We then met up with T&J outside the club, to discover that somebody had tossed a cigarette butt into a construction site skip right next to the club. Since the skip was full of paper and cardboard, it was soon blazing merrily and threatening to take the rest of the building with it. So as we continued to queue ten feet away, the fire department showed up and extinguished the blaze as already quite inebriated patrons blew kisses and posed for phonecam pics in front of the fire engine, in a thoroughly surreal manner. This is all before we even got in the door.
The venue is called Plastic People. It's underground, clean and well-appointed, extremely dark and absolutely full to the brim of people taking drugs. The toilets were an unused urinal next to a long, long queue of twos and threes of people waiting for the cubicle and talking loudly about how they were about to do coke.
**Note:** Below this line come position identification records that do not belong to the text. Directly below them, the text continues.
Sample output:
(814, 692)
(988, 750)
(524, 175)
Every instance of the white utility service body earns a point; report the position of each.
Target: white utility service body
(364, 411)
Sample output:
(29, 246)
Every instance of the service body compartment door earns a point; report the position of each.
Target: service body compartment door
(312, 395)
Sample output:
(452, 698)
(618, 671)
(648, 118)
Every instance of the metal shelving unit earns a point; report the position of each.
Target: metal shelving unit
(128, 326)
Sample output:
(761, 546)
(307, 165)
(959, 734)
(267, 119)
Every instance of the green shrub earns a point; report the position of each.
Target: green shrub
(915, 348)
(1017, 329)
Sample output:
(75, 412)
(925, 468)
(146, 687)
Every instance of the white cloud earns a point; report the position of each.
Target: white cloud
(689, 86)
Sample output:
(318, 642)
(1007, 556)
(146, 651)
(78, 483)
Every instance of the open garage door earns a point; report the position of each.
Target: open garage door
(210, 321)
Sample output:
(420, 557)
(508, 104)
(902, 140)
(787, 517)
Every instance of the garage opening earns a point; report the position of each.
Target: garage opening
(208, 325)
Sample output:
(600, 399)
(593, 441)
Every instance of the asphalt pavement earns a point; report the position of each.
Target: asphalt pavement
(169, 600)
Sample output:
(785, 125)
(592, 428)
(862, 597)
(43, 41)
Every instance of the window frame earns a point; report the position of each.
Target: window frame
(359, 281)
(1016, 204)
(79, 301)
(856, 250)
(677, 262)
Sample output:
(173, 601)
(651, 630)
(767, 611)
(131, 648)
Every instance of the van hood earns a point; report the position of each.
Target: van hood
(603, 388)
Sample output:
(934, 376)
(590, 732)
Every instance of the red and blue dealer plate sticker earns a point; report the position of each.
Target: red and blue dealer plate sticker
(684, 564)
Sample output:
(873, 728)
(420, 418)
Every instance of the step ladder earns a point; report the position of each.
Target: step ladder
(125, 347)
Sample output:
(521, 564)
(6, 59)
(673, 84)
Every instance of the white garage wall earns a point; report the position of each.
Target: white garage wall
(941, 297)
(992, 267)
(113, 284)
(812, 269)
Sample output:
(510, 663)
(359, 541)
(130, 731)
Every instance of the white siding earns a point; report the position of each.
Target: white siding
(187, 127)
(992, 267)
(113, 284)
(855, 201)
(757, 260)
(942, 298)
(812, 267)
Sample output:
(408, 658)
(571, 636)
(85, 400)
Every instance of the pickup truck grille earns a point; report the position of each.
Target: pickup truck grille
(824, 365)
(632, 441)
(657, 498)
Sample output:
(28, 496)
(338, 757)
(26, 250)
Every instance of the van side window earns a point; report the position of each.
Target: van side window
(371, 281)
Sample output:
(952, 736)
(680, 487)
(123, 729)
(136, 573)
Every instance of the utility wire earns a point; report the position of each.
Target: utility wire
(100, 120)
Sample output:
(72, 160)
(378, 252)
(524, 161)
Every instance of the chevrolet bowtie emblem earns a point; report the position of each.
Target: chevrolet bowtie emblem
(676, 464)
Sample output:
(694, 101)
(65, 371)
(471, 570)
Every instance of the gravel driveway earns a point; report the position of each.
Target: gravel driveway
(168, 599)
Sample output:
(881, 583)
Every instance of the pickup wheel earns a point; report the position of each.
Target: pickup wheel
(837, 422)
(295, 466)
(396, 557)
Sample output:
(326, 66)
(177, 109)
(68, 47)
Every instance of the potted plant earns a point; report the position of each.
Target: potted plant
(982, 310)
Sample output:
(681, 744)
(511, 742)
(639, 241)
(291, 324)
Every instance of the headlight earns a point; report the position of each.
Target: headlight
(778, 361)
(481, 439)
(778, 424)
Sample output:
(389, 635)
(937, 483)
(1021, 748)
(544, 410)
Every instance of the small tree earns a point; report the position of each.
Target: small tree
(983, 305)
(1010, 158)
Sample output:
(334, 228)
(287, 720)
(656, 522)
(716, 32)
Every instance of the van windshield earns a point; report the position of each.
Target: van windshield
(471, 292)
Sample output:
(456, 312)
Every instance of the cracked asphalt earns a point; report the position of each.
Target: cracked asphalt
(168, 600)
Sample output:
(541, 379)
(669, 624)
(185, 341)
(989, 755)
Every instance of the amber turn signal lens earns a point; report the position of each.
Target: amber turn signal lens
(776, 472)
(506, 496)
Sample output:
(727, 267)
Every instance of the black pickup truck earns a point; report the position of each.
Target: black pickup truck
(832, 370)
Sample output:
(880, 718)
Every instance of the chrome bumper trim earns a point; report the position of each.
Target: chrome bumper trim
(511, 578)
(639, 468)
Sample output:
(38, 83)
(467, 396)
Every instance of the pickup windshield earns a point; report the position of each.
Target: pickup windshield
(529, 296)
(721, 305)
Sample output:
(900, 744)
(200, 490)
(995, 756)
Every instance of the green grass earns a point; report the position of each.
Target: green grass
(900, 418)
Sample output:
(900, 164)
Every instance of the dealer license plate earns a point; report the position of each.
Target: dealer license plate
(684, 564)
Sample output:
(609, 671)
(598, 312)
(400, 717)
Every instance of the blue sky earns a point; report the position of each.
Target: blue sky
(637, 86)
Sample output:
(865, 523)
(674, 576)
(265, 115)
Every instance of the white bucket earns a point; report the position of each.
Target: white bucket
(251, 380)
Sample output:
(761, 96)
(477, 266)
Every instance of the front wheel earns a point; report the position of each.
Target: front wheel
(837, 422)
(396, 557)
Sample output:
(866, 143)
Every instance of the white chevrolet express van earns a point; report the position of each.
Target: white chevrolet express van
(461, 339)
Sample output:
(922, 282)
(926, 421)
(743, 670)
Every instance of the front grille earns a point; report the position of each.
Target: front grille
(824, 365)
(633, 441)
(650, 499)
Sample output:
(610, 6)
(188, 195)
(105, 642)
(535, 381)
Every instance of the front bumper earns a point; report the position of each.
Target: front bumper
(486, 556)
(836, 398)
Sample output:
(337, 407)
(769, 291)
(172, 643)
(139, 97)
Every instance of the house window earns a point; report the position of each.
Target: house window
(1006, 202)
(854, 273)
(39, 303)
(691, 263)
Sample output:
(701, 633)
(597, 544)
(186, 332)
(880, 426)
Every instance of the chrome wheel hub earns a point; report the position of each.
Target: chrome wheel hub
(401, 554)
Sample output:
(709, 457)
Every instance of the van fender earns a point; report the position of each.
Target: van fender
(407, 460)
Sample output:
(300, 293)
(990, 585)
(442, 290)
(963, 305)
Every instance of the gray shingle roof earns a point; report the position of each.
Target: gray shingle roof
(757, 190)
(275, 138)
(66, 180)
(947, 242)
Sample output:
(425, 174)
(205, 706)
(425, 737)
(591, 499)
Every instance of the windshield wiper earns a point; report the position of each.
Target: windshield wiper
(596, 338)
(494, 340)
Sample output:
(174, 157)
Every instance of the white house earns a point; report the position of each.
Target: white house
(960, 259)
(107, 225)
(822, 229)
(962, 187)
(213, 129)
As J said, it wasn't so much like they were taking drugs in your toilet, as you going to the toilet in their drug den. I'd have felt apologetic, had they not all been total wankers.
The music was absolutely excellent, however: nothing I'd heard before, and all the greater for that. If that DJ ever plays again at a venue say, three or four times the size, I will be so there.
NB to non-Londoners: this is considered a shockingly long time between trains on the underground. Anything over four minutes on the arrivals board prompts moans of frustration from your average commuter.